Beyond his long-held avian fascination, An Arbitrary Taxonomy of Birds also connects more generally with Faithfull’s wider preoccupations with humankind’s relationship to its environment, and with the human folly of trying to control, measure, and dominate the natural world for our own ends. For Escape Vehicle no. 6 (2004), Faithfull launched a domestic chair into the atmosphere by attaching it to a weather balloon, which can be read as a meditation on human limitations, and on the foolhardy human urge to get ever further and ever higher in order to gain mastery over every space, however inhospitable. In his film ‘…Stromness…’ (2005) Faithfull records another inhospitable territory – the ruins of a former whaling factory on the now largely uninhabited island of South Georgia, abandoned but for the elephant seals that have taken up residence in its derelict sheds. Through its associations with whaling, as well as with Ernest Shackleton, the renowned Antarctic explorer who was rescued in 1916 after reaching Stromness, the work again reflects on humankind’s abortive attempts to exert control over (and exploit) the natural world. In ‘…Stromness…’, with its comical vision (and sound) of the elephant seals lurching around the dilapidated sheds, the animal kingdom appears to have the last laugh as the man-made is reclaimed by nature. In his film 0°00 Navigation Part I: A Journey across England (2009), human folly is taken to new heights when Faithfull attempts to walk the exact line of the Greenwich Meridian, irrespective of the obstacles in his path. We see the figure of a solitary walker, scaling hedges and fences, entering random homes, and wading through water – always from behind, as if we too are making this preposterous journey with him.

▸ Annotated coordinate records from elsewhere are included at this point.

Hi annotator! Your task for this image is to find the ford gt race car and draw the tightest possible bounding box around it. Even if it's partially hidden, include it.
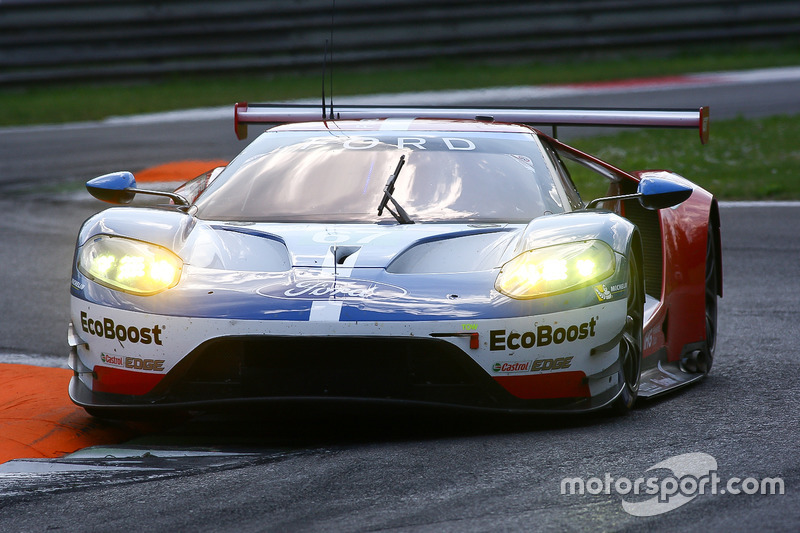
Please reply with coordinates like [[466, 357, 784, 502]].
[[69, 104, 722, 416]]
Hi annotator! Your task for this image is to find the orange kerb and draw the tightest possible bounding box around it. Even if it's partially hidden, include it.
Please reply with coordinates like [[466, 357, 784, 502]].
[[0, 364, 142, 463], [136, 159, 228, 183]]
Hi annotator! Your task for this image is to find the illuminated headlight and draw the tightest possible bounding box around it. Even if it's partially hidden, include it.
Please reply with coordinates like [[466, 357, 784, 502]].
[[494, 240, 616, 300], [78, 235, 183, 296]]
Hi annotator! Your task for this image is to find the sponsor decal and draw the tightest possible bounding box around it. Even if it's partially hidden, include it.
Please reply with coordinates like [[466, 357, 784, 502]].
[[100, 353, 125, 366], [81, 311, 165, 346], [492, 356, 573, 373], [299, 135, 476, 151], [258, 278, 408, 300], [594, 283, 628, 302], [492, 361, 531, 372], [489, 317, 599, 351], [100, 353, 164, 372]]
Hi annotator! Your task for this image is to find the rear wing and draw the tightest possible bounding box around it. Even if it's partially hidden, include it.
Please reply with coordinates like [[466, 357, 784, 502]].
[[234, 102, 709, 144]]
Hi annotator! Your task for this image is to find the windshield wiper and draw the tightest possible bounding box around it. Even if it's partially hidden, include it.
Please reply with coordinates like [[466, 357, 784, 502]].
[[378, 155, 414, 224]]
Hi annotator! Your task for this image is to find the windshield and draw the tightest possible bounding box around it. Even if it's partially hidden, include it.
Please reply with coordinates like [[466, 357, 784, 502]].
[[197, 131, 564, 223]]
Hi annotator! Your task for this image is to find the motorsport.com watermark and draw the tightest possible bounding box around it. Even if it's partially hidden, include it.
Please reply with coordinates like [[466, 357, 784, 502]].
[[561, 452, 785, 516]]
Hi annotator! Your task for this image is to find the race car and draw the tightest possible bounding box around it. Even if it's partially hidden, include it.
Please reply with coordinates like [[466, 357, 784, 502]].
[[68, 103, 722, 416]]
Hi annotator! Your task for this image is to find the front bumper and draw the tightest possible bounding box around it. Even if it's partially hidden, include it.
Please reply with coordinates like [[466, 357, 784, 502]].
[[70, 298, 625, 412]]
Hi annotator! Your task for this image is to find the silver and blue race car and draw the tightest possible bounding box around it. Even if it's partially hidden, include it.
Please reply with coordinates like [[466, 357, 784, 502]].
[[69, 104, 722, 416]]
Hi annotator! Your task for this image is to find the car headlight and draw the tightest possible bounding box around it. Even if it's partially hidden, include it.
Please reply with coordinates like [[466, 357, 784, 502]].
[[494, 240, 616, 300], [78, 235, 183, 296]]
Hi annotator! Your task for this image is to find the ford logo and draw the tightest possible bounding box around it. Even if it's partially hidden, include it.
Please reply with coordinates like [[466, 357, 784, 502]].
[[258, 278, 408, 300]]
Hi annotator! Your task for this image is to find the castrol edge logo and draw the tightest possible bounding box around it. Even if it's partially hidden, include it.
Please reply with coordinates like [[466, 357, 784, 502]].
[[257, 278, 408, 300]]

An Arbitrary Taxonomy of Birds shares its quirky quality with some of Faithfull’s earlier works, as well as its skewering of humankind’s anthropocentric attitudes to the natural world. And while not as overtly humorous as earlier works, the spectacle of a taxidermied chicken on a rotating pedestal (the sole exhibit in the “Those that transmit avian flu” vitrine) adds comedy to its connotation of zoonotic contagion, reminding us that it is domesticated birds, not their wild counterparts, that have hitherto spread disease to humans. (The category named “Those that hang upside down but are not birds”, which in fact contains bat specimens, is another, inadvertently prescient, link to zoonotic diseases like COVID-19). The installation seems to strike a more sober note with the category “Those that are unknown to science”, where the vitrine stands empty. As Faithfull observes, the Linnaean system is “scarily absolute”; the taxonomic aim to be all-encompassing is suggested by this empty vitrine, as if there is nothing left of the natural world that the omniscient discipline of science has not apprehended. Tragically, for the hundreds of thousands of victims of COVID-19, that is still very far from the truth.